In the face of the stinging defeats recently administered to the income tax revision plans, political experts across the state are now convinced that the only tax plan that can win approval is the Governor's. There are no longer any alternatives. The halfhearted manner in which House Speaker John F. X. Davoren (D-Milford) led the opposition to the latest sales tax proposal is characteristic of this new attitude. In the words of Rep. James H. Kelly (D-Boston), the leadership "was just going through the motions" in opposing the bill.
One man has prevented this bipartisan consensus from succeeding -- Senate President Maurice A. Donahue (D-Holyoke), archfoe of the sales tax and potential gubernatorial candidate in 1966. Donahue views the defeat of the sales tax as a matter of personal honor -- a vote for the tax is a vote for the incumbent Republican Governor and against himself. Appealing to his colleagues' personal loyalty, the powerful legislative leader has twice managed to defeat sales tax proposals that had passed the House. He may well be able to block the Governor's seventh proposal which cleared the House late Friday night.
Donahue has further obstructed the implementation of Governor Volpe's plan by introducing bogus issues into the so-called "Great Tax Debate." The sales tax, he maintains, is really a confrontation between rich and poor, liberal and conservative, Democrat and Republican. And since Massachusetts voters are poor, Democratic, and liberal, the Senator is convinced that they favor his opposition to the bill.
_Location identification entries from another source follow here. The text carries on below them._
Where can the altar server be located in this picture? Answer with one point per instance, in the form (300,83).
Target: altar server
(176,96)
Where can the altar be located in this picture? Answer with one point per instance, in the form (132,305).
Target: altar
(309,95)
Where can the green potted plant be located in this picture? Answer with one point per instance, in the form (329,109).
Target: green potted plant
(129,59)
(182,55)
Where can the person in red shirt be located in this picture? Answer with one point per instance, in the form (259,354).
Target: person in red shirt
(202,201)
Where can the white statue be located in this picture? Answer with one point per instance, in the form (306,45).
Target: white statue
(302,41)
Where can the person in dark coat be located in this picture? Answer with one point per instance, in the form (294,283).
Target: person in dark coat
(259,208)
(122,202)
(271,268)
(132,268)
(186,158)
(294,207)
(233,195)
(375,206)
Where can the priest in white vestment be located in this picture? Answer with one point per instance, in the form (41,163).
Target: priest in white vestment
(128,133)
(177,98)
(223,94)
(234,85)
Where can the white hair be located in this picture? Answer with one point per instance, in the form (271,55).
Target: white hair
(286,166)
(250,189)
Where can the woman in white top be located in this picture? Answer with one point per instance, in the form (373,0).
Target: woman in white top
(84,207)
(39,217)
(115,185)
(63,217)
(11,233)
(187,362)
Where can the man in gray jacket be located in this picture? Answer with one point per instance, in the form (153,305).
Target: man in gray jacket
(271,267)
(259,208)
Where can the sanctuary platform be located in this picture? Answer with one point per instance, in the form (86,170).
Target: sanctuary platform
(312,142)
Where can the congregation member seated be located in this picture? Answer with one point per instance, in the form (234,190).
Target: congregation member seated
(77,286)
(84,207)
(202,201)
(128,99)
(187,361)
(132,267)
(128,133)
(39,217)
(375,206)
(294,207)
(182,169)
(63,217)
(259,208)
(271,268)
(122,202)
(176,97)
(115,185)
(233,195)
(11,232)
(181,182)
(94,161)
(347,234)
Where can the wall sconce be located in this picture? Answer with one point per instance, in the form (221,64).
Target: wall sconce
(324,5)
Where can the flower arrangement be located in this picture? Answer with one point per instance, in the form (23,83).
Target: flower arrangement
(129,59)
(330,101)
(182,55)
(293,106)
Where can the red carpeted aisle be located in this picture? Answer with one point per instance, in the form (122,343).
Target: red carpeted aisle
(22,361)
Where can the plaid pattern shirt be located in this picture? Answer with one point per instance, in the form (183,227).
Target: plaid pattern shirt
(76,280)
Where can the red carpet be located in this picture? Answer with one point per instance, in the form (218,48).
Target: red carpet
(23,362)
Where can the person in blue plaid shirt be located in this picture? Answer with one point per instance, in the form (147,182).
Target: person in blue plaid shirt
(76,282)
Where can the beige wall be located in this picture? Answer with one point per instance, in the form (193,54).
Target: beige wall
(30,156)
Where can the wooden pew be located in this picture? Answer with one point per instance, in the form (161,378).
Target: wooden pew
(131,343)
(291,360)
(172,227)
But the issue is clearly nonpartisan, for the "Republican" plan has consistently been supported by a coalition composed in roughly equal numbers of Democrats and Republicans. The sales tax was first proposed almost ten years ago by former Democratic Governor Foster Furcolo, and its most vociferous supporter, next to the Governor himself, has been Collins -- a power in the state Democratic party. Furthermore, the bill is not one that pits liberal against conservative, for most of the state's liberals have either supported it, or out of personal loyalty to Donahue, remained discreetly silent. Finally, the bill is hardly a confrontation between rich and poor; it is a limited tax which exempts food, medicine, clothing, rent, fuel, utilities and other necessities and offers a credit to low income families.
The Governor's seventh sales tax proposal is now awaiting action by the State Senate. There is no need for further debate because the participants' positions and the will of the people are already all too apparent. Additional delay can only result in the intensification of the problems that both sides admit must be solved immediately. Donahue may still have the power to block passage of the measure, although the mood of the voters and the trend within the legislature is clearly against him. His choice is either to continue the selfish political maneuvering which has proved so destructive in the past twelve months or to face up to the problems which he should be helping to solve. We hope that the Senator will weigh the alternatives well.